In one of the most bizarre wine-related publicity stunts I have seen, the BBC reported that winemakers of the Languedoc have called their wine Vin de Merde (loosely translated, crap wine). Remarkably, whereas most wines from that region languish on shelves, apparently, VdM has sold out its initial run. One further irony is that a French magazine once had to defend itself from a libel suit for calling Beaujolais vin de merde.
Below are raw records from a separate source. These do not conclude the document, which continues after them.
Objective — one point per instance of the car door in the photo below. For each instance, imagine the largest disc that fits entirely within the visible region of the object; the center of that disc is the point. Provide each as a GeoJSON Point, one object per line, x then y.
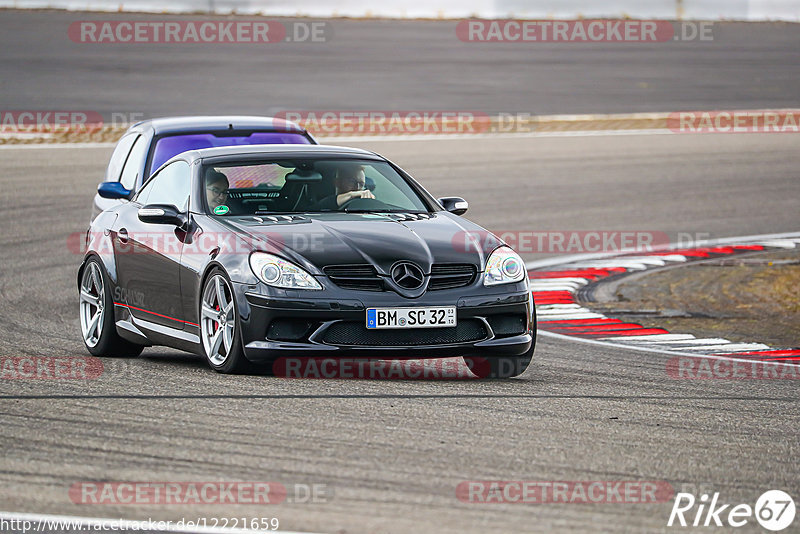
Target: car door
{"type": "Point", "coordinates": [148, 255]}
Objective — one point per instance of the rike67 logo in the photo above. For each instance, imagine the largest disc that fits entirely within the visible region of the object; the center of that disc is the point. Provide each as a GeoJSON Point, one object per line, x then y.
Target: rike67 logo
{"type": "Point", "coordinates": [774, 510]}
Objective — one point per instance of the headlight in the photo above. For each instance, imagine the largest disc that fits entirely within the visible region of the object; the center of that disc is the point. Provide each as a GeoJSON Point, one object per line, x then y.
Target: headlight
{"type": "Point", "coordinates": [276, 272]}
{"type": "Point", "coordinates": [503, 267]}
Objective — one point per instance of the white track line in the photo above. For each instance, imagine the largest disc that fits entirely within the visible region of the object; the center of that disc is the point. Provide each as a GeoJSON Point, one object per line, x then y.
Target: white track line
{"type": "Point", "coordinates": [648, 343]}
{"type": "Point", "coordinates": [68, 522]}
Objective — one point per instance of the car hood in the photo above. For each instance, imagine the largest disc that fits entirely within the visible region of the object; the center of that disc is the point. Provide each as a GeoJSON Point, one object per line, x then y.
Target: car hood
{"type": "Point", "coordinates": [319, 240]}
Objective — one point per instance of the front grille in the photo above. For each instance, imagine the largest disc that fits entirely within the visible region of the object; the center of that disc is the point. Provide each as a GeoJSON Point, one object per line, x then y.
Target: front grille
{"type": "Point", "coordinates": [356, 334]}
{"type": "Point", "coordinates": [451, 275]}
{"type": "Point", "coordinates": [363, 277]}
{"type": "Point", "coordinates": [507, 325]}
{"type": "Point", "coordinates": [366, 278]}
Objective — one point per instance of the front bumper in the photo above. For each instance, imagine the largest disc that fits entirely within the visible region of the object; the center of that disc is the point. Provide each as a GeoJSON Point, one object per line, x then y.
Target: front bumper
{"type": "Point", "coordinates": [490, 324]}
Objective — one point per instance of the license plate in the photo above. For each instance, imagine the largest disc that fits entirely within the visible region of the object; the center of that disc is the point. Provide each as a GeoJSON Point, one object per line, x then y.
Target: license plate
{"type": "Point", "coordinates": [428, 317]}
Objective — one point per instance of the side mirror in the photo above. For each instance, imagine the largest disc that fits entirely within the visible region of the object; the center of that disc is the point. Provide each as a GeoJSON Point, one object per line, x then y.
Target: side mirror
{"type": "Point", "coordinates": [113, 190]}
{"type": "Point", "coordinates": [161, 214]}
{"type": "Point", "coordinates": [455, 205]}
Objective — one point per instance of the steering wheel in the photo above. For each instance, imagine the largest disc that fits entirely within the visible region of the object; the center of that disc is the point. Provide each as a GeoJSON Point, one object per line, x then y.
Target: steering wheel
{"type": "Point", "coordinates": [371, 204]}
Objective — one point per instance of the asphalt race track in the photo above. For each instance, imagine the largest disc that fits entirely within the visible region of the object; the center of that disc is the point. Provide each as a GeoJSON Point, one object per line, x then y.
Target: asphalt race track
{"type": "Point", "coordinates": [388, 455]}
{"type": "Point", "coordinates": [392, 452]}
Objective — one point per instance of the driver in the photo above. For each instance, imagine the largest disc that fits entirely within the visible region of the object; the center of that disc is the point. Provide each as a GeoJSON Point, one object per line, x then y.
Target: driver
{"type": "Point", "coordinates": [216, 189]}
{"type": "Point", "coordinates": [350, 182]}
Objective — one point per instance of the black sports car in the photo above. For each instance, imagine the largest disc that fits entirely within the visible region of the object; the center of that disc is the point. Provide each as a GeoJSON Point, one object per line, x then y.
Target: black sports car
{"type": "Point", "coordinates": [247, 254]}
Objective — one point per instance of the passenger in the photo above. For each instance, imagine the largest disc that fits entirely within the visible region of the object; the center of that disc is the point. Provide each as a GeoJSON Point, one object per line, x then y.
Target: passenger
{"type": "Point", "coordinates": [216, 189]}
{"type": "Point", "coordinates": [350, 182]}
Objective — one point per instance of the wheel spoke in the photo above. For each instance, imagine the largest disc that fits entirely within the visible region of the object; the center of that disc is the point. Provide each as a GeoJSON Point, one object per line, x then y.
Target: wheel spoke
{"type": "Point", "coordinates": [88, 297]}
{"type": "Point", "coordinates": [97, 284]}
{"type": "Point", "coordinates": [216, 340]}
{"type": "Point", "coordinates": [209, 313]}
{"type": "Point", "coordinates": [221, 294]}
{"type": "Point", "coordinates": [94, 323]}
{"type": "Point", "coordinates": [227, 337]}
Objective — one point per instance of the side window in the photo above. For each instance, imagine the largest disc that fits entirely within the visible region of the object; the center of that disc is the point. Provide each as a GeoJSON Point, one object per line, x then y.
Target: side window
{"type": "Point", "coordinates": [119, 157]}
{"type": "Point", "coordinates": [133, 166]}
{"type": "Point", "coordinates": [170, 186]}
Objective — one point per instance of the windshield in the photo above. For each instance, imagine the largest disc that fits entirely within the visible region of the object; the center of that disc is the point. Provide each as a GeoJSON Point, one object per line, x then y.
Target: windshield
{"type": "Point", "coordinates": [308, 185]}
{"type": "Point", "coordinates": [172, 145]}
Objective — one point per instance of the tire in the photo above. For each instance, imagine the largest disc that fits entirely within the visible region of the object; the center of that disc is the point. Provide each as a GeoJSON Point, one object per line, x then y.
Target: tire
{"type": "Point", "coordinates": [96, 310]}
{"type": "Point", "coordinates": [220, 331]}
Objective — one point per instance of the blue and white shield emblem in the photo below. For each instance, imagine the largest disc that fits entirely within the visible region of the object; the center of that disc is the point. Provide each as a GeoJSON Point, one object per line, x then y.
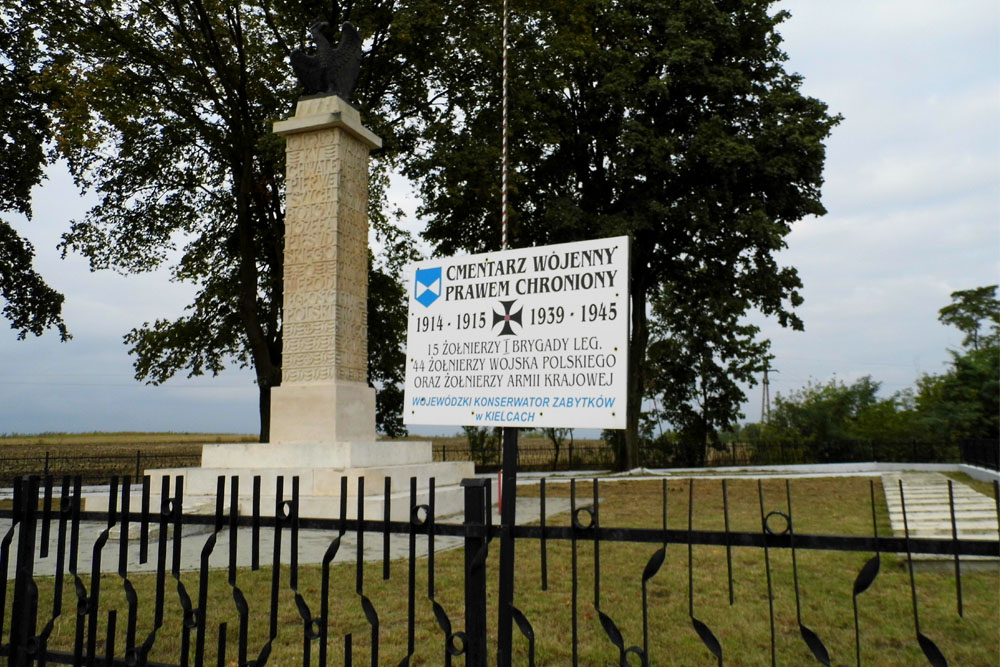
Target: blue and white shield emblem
{"type": "Point", "coordinates": [428, 287]}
The Languedoc itself is an interesting region. Created in 1985, one would think that it could have created its own image of itself rather than be forced into the tiered systems of other regions. The niche they seemed to carve out though was largely for crap wines. The quality has increased with some small serious producers, but the region goes underappreciated because of the difficulty of sorting the wheat from the chaff. Further, the best producers don't represent much in the way of value vis-a-vis other up-and-coming regions, such as the Loire. As concisely put by Jamie Goode, "The Languedoc seems to have come of age. No longer is it a sea of cheap wine with just a handful of quality producers. It’s now a slightly smaller sea of cheap wine but with dozens of serious, ambitious producers." Not bad wines, just not that compelling. Anything I'm missing?

2 comments:

Brad Coelho said...

Nice post Ben- and it is a bit of a polarizing area. To your point, the bread and butter of the region was the mass produced, industrialized swill...yet as the demand for quality increased, the grape factory jobs of the Languedoc shriveled. Most of the big names that have re-colonized the region have done so in a high-brow, uber priced fashion. While there's less plonk, there's more nebulous pricy posh, leaving that middle ground for clear value all the more muddled.

Ben said...

Exactly. Not necessarily bad wine, but no narrative to the story of the region. No compelling reason to buy and learn the ins and outs of the region.